S4PU - Simple Forth Processing Unit

Simple Forth Processing Unit (S4PU) is a 16-bit stack-based CPU that explores some of the ideas seen on Koopman’s “Stack Computers: the new wave”.



The machine runs on a subset of the Forth programming language with 32 instructions, thus being considered a Minimal Instruction Set Computer (MISC) architecture. It fits what Koopman calls the “ML0 design”:

  • Multiple Stacks: one dedicated to operating data and another to store return addresses.
  • Large Stack Buffer: although “large” is debatable, here it means the stack does not reside in main memory.
  • 0-Operand: there are no operands associated with an instruction’s opcode, the top of the data stack is implicitly used instead.
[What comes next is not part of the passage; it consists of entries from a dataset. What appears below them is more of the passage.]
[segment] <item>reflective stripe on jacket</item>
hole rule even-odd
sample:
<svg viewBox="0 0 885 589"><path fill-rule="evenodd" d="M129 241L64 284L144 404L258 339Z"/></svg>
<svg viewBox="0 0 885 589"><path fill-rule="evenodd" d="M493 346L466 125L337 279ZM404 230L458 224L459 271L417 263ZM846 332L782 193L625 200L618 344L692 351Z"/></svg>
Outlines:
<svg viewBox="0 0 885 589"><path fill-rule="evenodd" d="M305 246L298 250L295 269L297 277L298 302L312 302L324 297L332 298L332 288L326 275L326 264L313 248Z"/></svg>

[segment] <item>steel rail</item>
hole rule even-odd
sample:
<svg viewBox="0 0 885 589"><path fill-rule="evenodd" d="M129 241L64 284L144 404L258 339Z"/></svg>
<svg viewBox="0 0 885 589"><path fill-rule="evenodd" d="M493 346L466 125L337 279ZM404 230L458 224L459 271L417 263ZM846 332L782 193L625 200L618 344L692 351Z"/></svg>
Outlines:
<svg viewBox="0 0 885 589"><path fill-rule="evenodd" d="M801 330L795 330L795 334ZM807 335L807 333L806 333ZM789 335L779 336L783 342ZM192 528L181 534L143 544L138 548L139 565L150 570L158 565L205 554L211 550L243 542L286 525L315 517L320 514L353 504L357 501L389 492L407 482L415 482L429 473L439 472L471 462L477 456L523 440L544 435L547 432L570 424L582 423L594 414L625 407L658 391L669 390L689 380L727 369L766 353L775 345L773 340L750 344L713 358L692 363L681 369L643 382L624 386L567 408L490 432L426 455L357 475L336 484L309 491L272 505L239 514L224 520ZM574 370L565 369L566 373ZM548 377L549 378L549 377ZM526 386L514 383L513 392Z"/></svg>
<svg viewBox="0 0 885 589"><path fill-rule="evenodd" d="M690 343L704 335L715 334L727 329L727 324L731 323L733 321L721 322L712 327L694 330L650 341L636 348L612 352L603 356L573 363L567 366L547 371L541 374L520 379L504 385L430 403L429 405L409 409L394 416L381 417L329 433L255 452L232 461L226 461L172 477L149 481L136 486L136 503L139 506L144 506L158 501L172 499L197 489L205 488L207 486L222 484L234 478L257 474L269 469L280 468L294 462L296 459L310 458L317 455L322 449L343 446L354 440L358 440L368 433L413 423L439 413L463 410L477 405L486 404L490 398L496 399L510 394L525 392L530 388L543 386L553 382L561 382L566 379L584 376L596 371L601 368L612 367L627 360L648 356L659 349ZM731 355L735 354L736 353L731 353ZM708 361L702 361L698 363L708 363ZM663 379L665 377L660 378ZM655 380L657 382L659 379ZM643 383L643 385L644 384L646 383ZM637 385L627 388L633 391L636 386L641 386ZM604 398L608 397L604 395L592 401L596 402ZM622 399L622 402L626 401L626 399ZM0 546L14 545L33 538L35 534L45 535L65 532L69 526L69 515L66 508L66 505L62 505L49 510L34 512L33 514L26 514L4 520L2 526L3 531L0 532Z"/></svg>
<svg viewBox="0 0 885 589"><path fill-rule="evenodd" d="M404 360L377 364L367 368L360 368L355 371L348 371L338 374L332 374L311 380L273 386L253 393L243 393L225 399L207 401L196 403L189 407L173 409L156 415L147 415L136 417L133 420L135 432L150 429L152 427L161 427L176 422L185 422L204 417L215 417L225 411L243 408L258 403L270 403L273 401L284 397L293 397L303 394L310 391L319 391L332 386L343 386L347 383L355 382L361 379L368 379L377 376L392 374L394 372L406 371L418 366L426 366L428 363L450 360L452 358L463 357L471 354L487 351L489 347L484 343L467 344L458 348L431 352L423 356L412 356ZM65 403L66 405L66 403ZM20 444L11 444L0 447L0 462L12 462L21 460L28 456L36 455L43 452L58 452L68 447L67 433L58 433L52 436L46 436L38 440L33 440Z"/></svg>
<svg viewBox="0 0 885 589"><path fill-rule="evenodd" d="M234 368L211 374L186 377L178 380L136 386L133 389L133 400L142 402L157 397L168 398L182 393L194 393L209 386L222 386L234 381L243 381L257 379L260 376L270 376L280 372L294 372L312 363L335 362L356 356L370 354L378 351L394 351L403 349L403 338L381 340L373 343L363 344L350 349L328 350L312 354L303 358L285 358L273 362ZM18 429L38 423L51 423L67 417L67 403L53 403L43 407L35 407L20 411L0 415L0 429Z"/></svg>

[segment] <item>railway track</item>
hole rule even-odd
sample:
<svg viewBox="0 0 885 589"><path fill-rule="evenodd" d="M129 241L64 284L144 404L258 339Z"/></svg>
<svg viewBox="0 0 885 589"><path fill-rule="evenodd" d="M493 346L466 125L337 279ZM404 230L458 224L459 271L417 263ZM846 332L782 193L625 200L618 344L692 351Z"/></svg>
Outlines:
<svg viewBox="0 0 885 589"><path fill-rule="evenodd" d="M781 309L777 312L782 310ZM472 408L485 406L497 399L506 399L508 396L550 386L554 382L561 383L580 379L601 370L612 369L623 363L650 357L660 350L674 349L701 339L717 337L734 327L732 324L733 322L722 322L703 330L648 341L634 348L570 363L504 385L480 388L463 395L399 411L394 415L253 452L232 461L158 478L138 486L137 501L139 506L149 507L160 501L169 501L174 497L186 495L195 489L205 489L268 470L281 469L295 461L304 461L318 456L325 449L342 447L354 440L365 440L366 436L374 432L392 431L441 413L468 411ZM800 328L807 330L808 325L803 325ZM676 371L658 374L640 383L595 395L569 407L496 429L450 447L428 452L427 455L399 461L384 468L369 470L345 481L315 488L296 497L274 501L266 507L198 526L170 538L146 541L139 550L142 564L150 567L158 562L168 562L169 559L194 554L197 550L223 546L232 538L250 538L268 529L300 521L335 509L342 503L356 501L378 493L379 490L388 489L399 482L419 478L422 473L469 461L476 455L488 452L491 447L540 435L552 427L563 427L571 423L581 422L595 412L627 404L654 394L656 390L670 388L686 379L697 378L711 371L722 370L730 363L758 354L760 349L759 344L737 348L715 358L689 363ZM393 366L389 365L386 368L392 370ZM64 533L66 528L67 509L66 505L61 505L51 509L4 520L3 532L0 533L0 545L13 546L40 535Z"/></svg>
As is the case with most stack computers, S4PU’s strength and weakness is its simplicity. While performance levels will never reach those of pipelined superscalar processors, stack-based CPUs are generally simpler, cheaper and less power-hungry. This makes them suitable for applications such as embedded systems control. More importantly, designs such as this one are really simple and easy to understand – even more so than didatic MIPS implementations – and have their place, I believe, in teaching Computer Organization and Design.


The processor was implemented in VHDL using Altera (which is now a part of Intel) Quartus II and synthesis was targeted at an EP2C35F672C6 chip from the Cyclone II family of FPGAs, so that it could be physically prototyped. Testbench simulations were performed in ModelSim.

In order to program the CPU, a simple assembler program was developed in Python to translate S4PU’s assembly language into Memory Initialization File (.mif) format which was later loaded into the FPGA’s memory cells standing for the computer’s program memory.

I’ve made the whole project, including documentation (pt-BR), available on GitLab.